Winkler Prins Encyclopedie

E. de Bruyne, G.B.J. Hiltermann en H.R. Hoetink (1947)

Gepubliceerd op 05-01-2022

Abraham van bemmelen

betekenis & definitie

Nederlands wis- en natuurkundige (Delft 19 Nov. 1763 -Den Haag 16 Aug. 1822), behoorde te Franeker en te Amsterdam tot de leerlingen van den hoogleraar Van Swinden en was werkzaam als lector aan de Fundatie-Renswoude te ’s-Gravenhage en als leraar aan het gymnasium aldaar.
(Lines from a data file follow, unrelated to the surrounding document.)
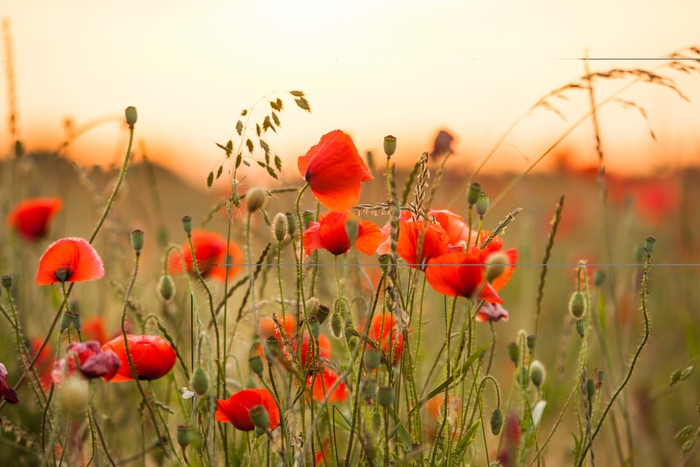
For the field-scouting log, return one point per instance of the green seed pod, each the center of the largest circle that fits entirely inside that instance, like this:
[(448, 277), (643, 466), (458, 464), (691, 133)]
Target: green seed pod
[(137, 240), (200, 381), (279, 226), (537, 373), (577, 305), (166, 288), (389, 145), (496, 421), (483, 204), (131, 116), (260, 417), (385, 396), (473, 193)]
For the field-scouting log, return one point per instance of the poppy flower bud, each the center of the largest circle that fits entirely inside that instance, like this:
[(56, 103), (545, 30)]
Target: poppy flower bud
[(577, 305), (389, 145), (307, 217), (514, 352), (321, 313), (649, 244), (131, 116), (279, 226), (200, 381), (75, 394), (372, 358), (256, 199), (166, 288), (385, 396), (291, 224), (369, 389), (531, 340), (352, 229), (260, 417), (187, 225), (473, 193), (483, 204), (496, 421), (537, 373), (137, 240), (496, 266), (256, 365)]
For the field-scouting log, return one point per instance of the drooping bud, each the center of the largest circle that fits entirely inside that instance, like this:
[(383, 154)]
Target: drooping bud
[(496, 421), (483, 204), (166, 288), (577, 305), (200, 381), (137, 240), (537, 373), (256, 199), (131, 116), (279, 226), (389, 145), (473, 193)]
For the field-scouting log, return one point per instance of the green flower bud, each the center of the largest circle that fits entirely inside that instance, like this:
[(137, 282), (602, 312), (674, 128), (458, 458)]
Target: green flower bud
[(131, 116), (389, 145), (385, 396), (473, 193), (260, 417), (256, 199), (137, 240), (483, 204), (166, 288), (577, 305), (279, 226), (200, 381), (496, 421)]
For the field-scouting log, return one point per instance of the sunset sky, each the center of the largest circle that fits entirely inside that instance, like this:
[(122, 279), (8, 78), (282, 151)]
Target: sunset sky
[(370, 68)]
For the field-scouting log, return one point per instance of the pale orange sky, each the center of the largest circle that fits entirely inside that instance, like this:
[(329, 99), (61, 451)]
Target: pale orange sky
[(370, 68)]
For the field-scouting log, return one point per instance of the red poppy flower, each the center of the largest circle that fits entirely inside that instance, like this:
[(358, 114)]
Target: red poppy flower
[(152, 357), (329, 233), (31, 217), (210, 252), (334, 171), (92, 361), (71, 259), (236, 409), (322, 384), (384, 332)]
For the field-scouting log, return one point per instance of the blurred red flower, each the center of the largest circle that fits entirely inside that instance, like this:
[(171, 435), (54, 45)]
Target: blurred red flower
[(329, 233), (69, 259), (92, 362), (152, 357), (322, 384), (31, 217), (210, 253), (334, 171), (236, 410)]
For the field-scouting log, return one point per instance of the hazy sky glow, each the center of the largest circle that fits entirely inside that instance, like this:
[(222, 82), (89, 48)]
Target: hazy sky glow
[(369, 68)]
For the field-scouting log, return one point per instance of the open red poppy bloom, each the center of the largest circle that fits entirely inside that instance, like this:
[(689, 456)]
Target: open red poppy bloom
[(152, 357), (31, 217), (92, 361), (334, 171), (384, 332), (322, 384), (69, 259), (330, 233), (210, 253), (236, 410)]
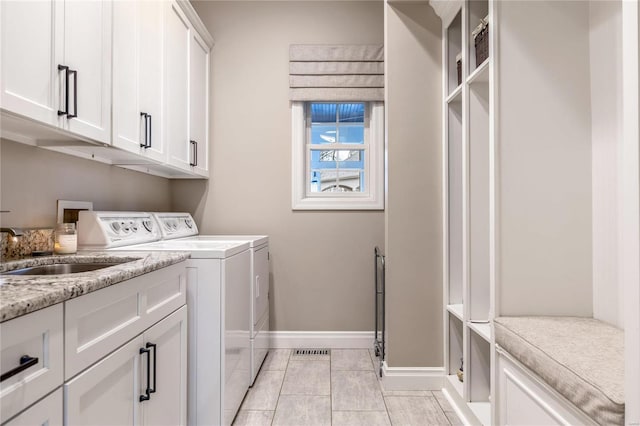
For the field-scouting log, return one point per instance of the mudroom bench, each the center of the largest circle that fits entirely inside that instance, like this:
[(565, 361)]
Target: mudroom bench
[(559, 370)]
Hij heeft werken uitgegeven over waterbouwkunde, maar vooral heeft hij naam gemaakt door zijn Lessen over de Algebra of Stelkunst, die in Nederland op de meeste Latijnse scholen werden ingevoerd en meermalen zijn herdrukt.

Bibl.: Inleiding tot de waterbouwkunde (1793); Grondbeginselen der proefondervindelijke natuurkunde (4 dln, 1799-1808); Onderzoek omtrent het ontvlammen van den phosphorus in het zoogenaamd ijdel der luchtpomp (1802); Lessen over de Algebra of Stelkunst (1818).